I would link to this, really, but I am afraid that those many words of pure genius would hurt your eyesight with their sheer brilliance. Truly, I had a hard time getting through them all myself, and I am a Trained Professional and True Masstermind.
Anyway... let me be the first to start the slow, respectful clap for you on this one, Bill. I think every Masstermind is impressed by your willingness to link the Colts to Nazism, and to make the calls in a *win* so aggravating that you're still holding a torch for it a week later. (Also, in a week where your wife gives birth to your second child and first son. Truly, sir, your commitment and priorities are beyond reproach.)
As an Eagles' fan, I've known obsessive fandom, but in my history, we've always just been happy to have a win, so much so that the calls were almost instantly forgotten. You know, because we were too happy to have the victory, and grateful for our team prevailing.
As a Masstermind, I'm now realizing that this standard is for losers. It's not good enough to win. It's not even good enough to cover the spread. The only outcome that is now good enough is the complete and utter destruction of the National Football League.
This may sound harsh or over the top to you non-Massterminds, but hear me out. The only way that all of you will (a) join us as Patriot fans, and (b) ensure that the lesser fans of lesser teams never again prevail is to ensure that the Patriots never, ever lose or fail to cover the spread again -- which is to say, end football as we know it. (After all, at some point, God will call Coach home to take over for that wussy slacker Jesus, and at that point there is bound to be an adjustment loss or two for the new Coach.)
Here's how it will happen.
1) WE Win out for the rest of the year and playoffs. Duh.
2) Next, WE add the best player in the college draft next year with OUR high draft pick from the Niners. (You know, the one that the NFL didn't take away from us FOR NO GOOD REASON.)
3) THEN, WE win every pre-season game in 2008 and play OUR starters for all four quarters, so that WE win by 60+ points every week. It's going to be important to set the tone early. WE will have no need to worry about any of our players being injured, because Coach will tell God not to let that happen, and God always does what Coach says.
4) In 2008, WE go 19-0 again, by even greater margins than 2007, and with even more outlandish run it up tendencies. If the Patriots kickoff in a non-onside manner, punt, allow a point against, or have a drive that fails to results in a touchdown, WE will have failed to achieve TRUE PERFECTION. (If this standard seems unreasonable, you are a loser, and probably someone who doesn't obsess about the officiating after your team wins and your wife gives birth.)
5) In 2009, win all 23 games again in the same fashion as 2008, but with more plays where our defense scores a touchdown. Shutouts aren't going to be enough anymore.
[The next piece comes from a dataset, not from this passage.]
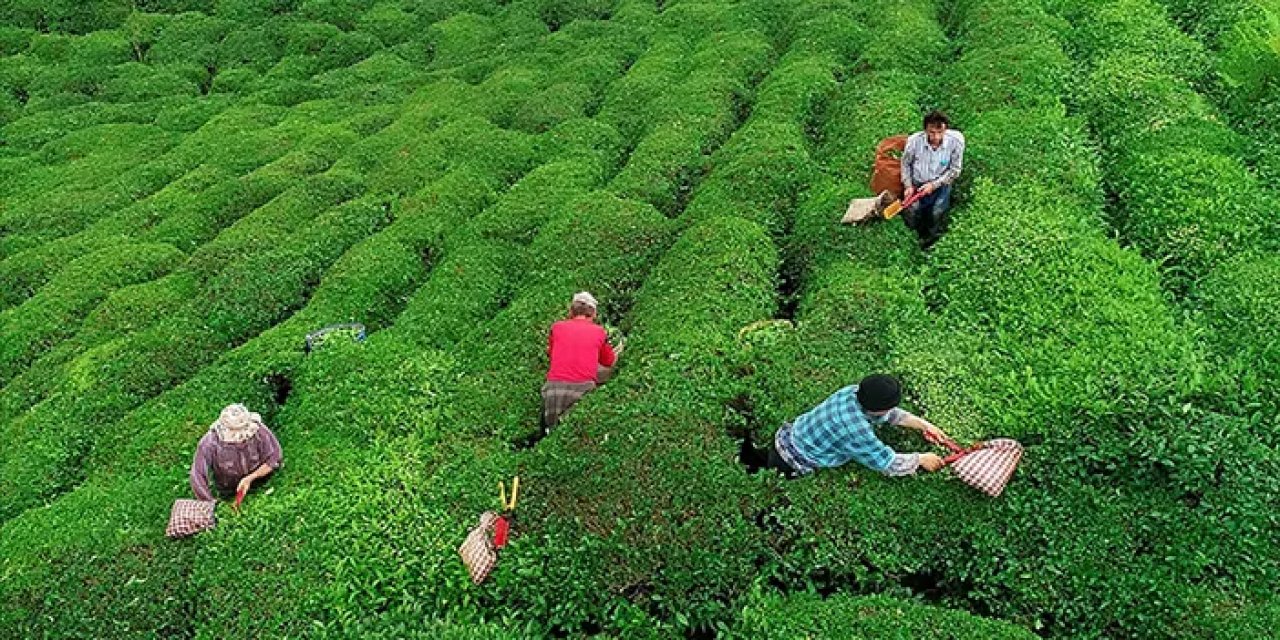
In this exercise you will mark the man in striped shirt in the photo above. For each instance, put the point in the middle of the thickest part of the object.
(840, 430)
(931, 163)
By the time 2009 ends, NFL games will have all of the drama of watching an elephant crush the heads of the condemned, and some of the lesser teams in the league will surely be having attendance issues. The television ratings will also probably be in the toilet, too, and with the make-backs from the networks to the advertisers and the drop in merchandise sales for all non-Patriots apparel, the league will be on the brink of collapse.
At this point, the Patriots will deliver the final blow by announcing that they are leaving the NFL for a task that provides more of a challenge to them. The team will then transition to an elite anti-terrorism force all over the world. You know, kind of like "The A-Team", but with more killing. Lots more killing. Because if you think Coach runs up the score now, you should see what he does when there's an actual body count.
Have I also mentioned that Coach will get to decide who's a terrorist, and who isn't? Oh. Well, now I have. And frankly, with the most-read sports site on the Net stating that the Colts are just the same as the Nazis in a movie, I wouldn't be sleeping too soundly if I were, say, Peyton Manning. Or a fan of Peyton Manning.
Then, and only then, will Coach and the Patriots have delivered The Final Solution to the NFL problem.
Now, if you will all join me in a strong, manly salute to the Patriots. Just raise your right arm in tribute, and don't bend it -- because WE are the Patriots. WE don't bend, or show weakness, or lose. EVER AGAIN. NFL WITHOUT END. JOIN US OR DIE.
Thank you. Good night, and Coach Bless.
4 comments:
So if the Colts are Nazis, are the Patriots the Soviets? Will there be pogroms of the league's many agents, attorneys and accountants? Forced emigration to Football Siberia (aka Buffalo)? Of course, the analogy falls down becuase Belicihik, while certainly willing to slaughter 20 million and forcing millions of others into re-education camps , lacks Stalin's savoir fair. Until he learns the value of a well-tailored suit and grows a sexy moustache (developing an appreciation for vodka wouldn't hurt either), the Coach will never measure up to the Dictator.
Football Siberia at least has a winning team and nice stadium. In terms of unlivable + bad football, give me Atlanta as a worse location any day.
As for the Patriots, TB, AMERICANS opposed the Nazis. No one else. PATRIOTIC Americans.
But if you want to talk monsters, it's just sad that you never hear anyone compare anybody to Stalin or Mussolini; it's always Hitler this, Nazi that. And Big Joe has the Stache beaten badly on the numbers. Can't a relentless paranoid and strong contender to the title of History's Greatest Monster get a little love? (Meanwhile, Pol Pot is convinced this is all about racism.)
No doubt. Pol Pot, Idi Amin, Papa Doc. They don't have the numbers, but for sheer creativity, they have it all over those crackers.